A lawsuit filed this month claims seven petition circulators gathering signatures to place U.S. Rep. Doug Lamborn on the Republican primary ballot were not Colorado residents, making the signatures invalid.

In a conversation with Complete Colorado at his Aurora residence, petition circulator Terrance Despres Jr., named in the lawsuit, insists six of the seven circulators are Colorado residents. If the 269 of the 1269 total signatures submitted by the seventh circulator, Ryan Tipple, are invalid, Lamborn would end up with exactly the 1,000 signatures he needs.

Rep. Doug Lamborn

Despres said Tipple does not live in the house with the other six workers. Asked if any of the other people on the list were home Despres said, “Not the people you just named off, no. We just got back here because we were on another project in Michigan. We travel all over. We’re waiting for everyone else to get out here. They all have residency here.”

Despres said the team lives in Colorado because of the residency requirement for petition circulators here. But the team frequently travels for work in states that don’t require residency.

“I can show you right now that I live here,” said Despres, showing Complete Colorado a Colorado ID issued Jan. 30, 2018. “We all did that right before we started. That was the rule. If you came out here you had to register to vote, you had to get either a license or an ID,” he continued.

Countering the lawsuit’s claims, Despres said “Colorado is our main state now. This wasn’t like our first project out here either. We’ve done a lot of work for other companies here. It’s kind of funny that these allegations come up. I know it’s a political campaign, it gets a little dirty.”

Despres returned to Aurora from a job in Michigan earlier that morning. “It’s tough. When we get time off it’s nice. Because we do work every day,” he said.

Asked if he still held a Michigan driver’s license, Despres said “I have another license in Michigan, they made me get a Colorado ID just so I could work out here, but it (the Michigan license) got canceled out when I got the new ID here in Colorado.”

A woman at the home who said her name is Trisha confirmed she was also a paid circulator.

“We haven’t even gotten anything about a lawsuit, so it is weird,” Tricia said, “I had a private investigator come by last night, but everybody was gone but me. We had a two-week break. We do hard work every day. We were in Colorado Springs a couple of years ago.”

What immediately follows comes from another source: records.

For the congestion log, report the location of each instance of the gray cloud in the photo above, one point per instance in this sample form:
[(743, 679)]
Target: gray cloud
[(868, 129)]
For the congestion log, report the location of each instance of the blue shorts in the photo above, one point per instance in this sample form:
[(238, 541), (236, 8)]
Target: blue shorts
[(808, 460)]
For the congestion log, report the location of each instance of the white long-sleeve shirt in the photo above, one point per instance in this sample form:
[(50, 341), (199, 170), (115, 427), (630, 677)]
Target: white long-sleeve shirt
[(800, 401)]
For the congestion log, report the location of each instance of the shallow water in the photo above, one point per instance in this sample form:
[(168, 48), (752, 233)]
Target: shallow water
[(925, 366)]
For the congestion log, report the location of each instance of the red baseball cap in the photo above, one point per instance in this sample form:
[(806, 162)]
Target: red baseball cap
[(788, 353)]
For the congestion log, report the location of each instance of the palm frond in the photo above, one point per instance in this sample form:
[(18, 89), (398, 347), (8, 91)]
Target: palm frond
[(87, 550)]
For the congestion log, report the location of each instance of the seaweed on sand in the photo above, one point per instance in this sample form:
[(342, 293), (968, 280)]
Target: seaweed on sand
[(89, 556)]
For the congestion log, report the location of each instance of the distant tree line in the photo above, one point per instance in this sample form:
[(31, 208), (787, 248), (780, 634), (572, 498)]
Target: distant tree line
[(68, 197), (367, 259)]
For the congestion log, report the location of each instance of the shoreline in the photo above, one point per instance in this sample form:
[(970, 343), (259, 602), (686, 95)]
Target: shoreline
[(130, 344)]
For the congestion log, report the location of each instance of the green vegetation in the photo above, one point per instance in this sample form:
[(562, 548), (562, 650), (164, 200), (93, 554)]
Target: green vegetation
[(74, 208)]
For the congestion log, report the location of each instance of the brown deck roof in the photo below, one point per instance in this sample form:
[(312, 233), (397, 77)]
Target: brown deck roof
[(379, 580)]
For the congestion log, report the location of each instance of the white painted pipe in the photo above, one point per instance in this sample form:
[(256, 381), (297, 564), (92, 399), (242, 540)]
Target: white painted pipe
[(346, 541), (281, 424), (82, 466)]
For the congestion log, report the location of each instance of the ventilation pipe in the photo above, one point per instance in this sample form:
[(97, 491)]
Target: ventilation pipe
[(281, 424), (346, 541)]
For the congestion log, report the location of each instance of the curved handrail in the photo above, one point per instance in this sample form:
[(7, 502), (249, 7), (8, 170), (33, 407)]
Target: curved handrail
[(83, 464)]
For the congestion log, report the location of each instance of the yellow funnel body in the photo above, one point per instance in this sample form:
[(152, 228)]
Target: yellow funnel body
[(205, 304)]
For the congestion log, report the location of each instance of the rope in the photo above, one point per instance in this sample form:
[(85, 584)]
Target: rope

Contacted by phone the morning of April 6, Tipple said he is a Colorado resident and lives in Colorado Springs. Tipple decline to answer questions in that call but said he would speak with Complete Colorado later in the day.

An afternoon call to confirm facts and ask for comment to the same phone number Tipple answered in the morning found the phone number disconnected.

Research reveals Tipple may have lived briefly at a house on Amberwood Lane in Colorado Springs, with friend Joshua Vanderbilt in 2013. El Paso County records show Tipple does not own that home.

Background research suggests that Tipple hasn’t lived at the Amberwood Lane address since 2013. Lynn Bartels, Communications Director for the Colorado Secretary of State confirmed that the Amberwood Lane address is the one listed on the petition circulator’s information sheet Tipple filled out. Falsifying circulator information is a crime.

Colorado voter registration data shows Tipple registered to vote in Colorado May 19, 2016.

A search of California voter records shows Tipple registered to vote in Ventura County, California April 8, 2016, and remains eligible to vote there.

Public records show Tipple owns property in Ventura, California. Tipple’s voter registration street number matches California property records for a residence in Ventura he purchased Jan. 27, 2016.

All told the suit challenges 696 of the 1,269 signatures accepted by the secretary of state March 29, 427 of which were collected by the six workers living in Aurora.